Granzay. Cet apiculteur qui débute n’a produit que 150 kg de miel l’an dernier. Avec le microcrédit de l’Adie, il pense arriver à plus d’une tonne cette saison.

Vingt-cinq ans, formé chez les Compagnons du Devoir à La Rochelle et installé depuis deux ans dans sa commune natale de Granzay comme apiculteur, Jérémy Chaillou avait besoin d’un coup de pouce. C’est avec l’association Adie qu’il vient de dégoter un prêt de 5.000 € remboursables sur trois ans à un taux supérieur au marché bancaire habituel certes ! Mais c’est l’avantage du microcrédit : on s’intéresse à l’homme et sa place dans la société, avant le volume d’affaires et des objectifs macroéconomiques à réaliser.
Cette somme lui a servi à investir dans le bois, sa profession de base, avec lequel il a construit de nouvelles ruchettes.
“ Je n’avais pas trop de sous ” En apiculture, c’est pire qu’ailleurs, il faut s’adapter à grande vitesse. Avec cinquante ruches et ruchettes désormais, celui qui n’a produit que 150 kg de miel l’an dernier pense pouvoir très vite en produire une à deux tonnes. Il entretient maintenant de nouvelles petites colonies d’ouvrières avec leur reine. « Il faut pouvoir remplacer celles qui disparaissent l’hiver. » La mortalité, on le sait, est importante. « Et puis c’est comme chez les hommes, les bourdons sont de moins en moins fertiles », tente d’expliquer Jérémy Chaillou. « Le métier est très technique. Oui c’est bien vrai : les néonicotinoïdes et les pesticides sont les principaux responsables de la mortalité et de ce taux d’infertilité. Avec cet apport financier, je peux envisager les choses différemment. Jusqu’à présent, je n’avais pas trop de sous pour acheter du sirop pour nourrir mes abeilles. C’est comme cela dans la plaine du Niortais : entre colza et tournesol, elles n’ont plus rien à manger. Cette année je devrais transférer mon cheptel, un temps, en Corrèze pour qu’elles nous fassent du miel de châtaignier et de ronce. »
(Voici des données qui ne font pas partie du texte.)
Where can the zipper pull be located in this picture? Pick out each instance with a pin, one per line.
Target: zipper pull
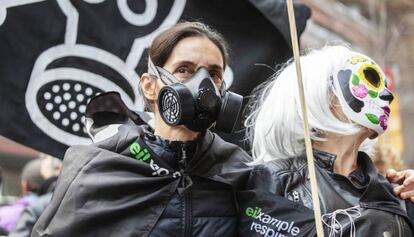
(183, 160)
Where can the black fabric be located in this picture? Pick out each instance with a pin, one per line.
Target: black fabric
(346, 206)
(34, 33)
(264, 214)
(108, 189)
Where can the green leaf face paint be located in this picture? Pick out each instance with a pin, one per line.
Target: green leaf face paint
(355, 80)
(373, 94)
(372, 118)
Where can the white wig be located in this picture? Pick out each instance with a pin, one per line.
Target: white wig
(274, 125)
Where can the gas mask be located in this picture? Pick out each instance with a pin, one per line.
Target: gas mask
(196, 102)
(361, 88)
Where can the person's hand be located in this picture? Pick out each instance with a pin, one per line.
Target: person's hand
(406, 180)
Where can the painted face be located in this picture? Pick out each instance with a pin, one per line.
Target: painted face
(361, 88)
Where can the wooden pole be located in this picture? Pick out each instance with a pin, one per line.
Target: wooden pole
(308, 144)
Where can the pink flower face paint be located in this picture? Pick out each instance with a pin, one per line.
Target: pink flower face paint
(362, 92)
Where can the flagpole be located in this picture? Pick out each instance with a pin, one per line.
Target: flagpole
(308, 144)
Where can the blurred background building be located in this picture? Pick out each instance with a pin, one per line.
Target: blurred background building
(383, 29)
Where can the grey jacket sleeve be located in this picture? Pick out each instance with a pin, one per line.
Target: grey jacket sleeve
(29, 216)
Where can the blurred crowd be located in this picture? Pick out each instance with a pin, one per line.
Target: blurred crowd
(38, 179)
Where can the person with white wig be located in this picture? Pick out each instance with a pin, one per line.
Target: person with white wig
(348, 105)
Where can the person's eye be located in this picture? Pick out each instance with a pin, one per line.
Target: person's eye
(182, 70)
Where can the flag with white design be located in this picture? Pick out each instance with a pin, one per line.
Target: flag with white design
(58, 54)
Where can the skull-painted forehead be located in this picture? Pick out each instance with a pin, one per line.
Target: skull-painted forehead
(361, 87)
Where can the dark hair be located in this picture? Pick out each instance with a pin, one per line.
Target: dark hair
(164, 43)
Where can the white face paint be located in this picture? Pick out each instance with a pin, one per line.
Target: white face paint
(361, 87)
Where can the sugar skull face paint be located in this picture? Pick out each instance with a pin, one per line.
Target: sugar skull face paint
(361, 87)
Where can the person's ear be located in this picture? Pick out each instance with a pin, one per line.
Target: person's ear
(149, 87)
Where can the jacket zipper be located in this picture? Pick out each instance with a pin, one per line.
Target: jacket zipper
(187, 194)
(399, 226)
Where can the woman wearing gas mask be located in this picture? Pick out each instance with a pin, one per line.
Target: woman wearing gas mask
(177, 180)
(348, 102)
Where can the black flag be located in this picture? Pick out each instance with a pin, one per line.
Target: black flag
(58, 54)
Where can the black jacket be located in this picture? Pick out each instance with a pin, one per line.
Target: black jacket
(135, 184)
(364, 199)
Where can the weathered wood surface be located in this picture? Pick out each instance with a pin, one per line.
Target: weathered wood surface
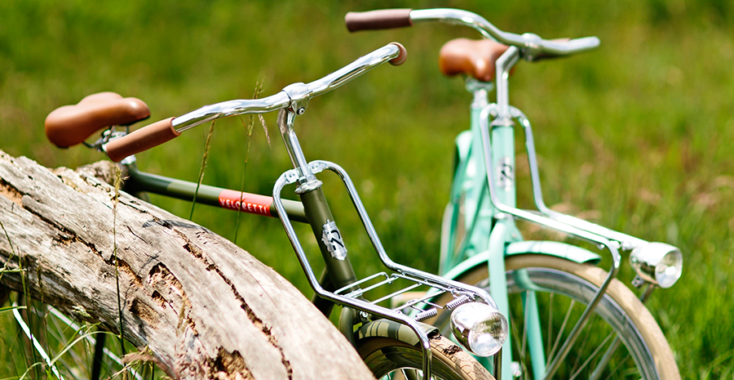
(204, 307)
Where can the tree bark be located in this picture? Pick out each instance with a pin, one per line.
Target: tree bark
(204, 307)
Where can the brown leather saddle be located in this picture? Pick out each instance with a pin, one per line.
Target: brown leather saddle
(471, 57)
(70, 125)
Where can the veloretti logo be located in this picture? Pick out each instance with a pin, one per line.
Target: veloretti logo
(246, 202)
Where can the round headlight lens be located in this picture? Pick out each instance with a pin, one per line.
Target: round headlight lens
(480, 328)
(668, 271)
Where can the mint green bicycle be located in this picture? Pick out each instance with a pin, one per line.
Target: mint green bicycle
(391, 339)
(568, 318)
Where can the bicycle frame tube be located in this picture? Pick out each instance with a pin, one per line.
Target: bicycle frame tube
(138, 181)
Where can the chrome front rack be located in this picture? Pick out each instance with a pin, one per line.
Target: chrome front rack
(352, 296)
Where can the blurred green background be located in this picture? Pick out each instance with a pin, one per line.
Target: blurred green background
(636, 135)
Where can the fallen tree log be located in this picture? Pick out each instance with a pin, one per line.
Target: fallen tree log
(204, 307)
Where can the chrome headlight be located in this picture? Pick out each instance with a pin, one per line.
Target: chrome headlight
(658, 263)
(479, 327)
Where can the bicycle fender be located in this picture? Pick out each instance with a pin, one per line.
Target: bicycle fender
(385, 328)
(552, 248)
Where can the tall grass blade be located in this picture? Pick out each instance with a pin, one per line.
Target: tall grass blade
(203, 166)
(118, 182)
(249, 127)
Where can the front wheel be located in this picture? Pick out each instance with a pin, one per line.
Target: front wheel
(621, 339)
(393, 359)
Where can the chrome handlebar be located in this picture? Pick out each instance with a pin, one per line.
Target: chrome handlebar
(532, 47)
(295, 96)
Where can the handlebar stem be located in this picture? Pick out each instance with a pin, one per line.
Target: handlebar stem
(295, 96)
(508, 59)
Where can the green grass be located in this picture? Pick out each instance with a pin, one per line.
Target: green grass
(639, 130)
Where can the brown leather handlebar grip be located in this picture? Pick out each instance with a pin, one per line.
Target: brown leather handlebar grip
(380, 19)
(141, 140)
(71, 125)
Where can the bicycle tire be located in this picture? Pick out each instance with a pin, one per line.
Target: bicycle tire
(619, 311)
(386, 356)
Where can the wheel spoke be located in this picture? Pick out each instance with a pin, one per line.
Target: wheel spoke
(593, 354)
(605, 359)
(618, 366)
(560, 333)
(550, 321)
(589, 328)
Avec sa rigueur acquise chez les Compagnons du Devoir, son sens de l’observation développé ces dernières années durant lesquelles il a « bourlingué », comme il dit, notamment comme éleveur de chèvres dans les Pyrénées, Jérémy Chaillou possède tout ce qu’il faut pour réussir dans un secteur qui demande de l’adaptation. Les ruchettes par exemple, permettent de développer des colonies petites : ce qui renforce les reines. Point essentiel : Jérémy Chaillou n’a pas peur du travail. Il travaille aussi dans une usine à côté de Granzay qui est au rythme des 2/8.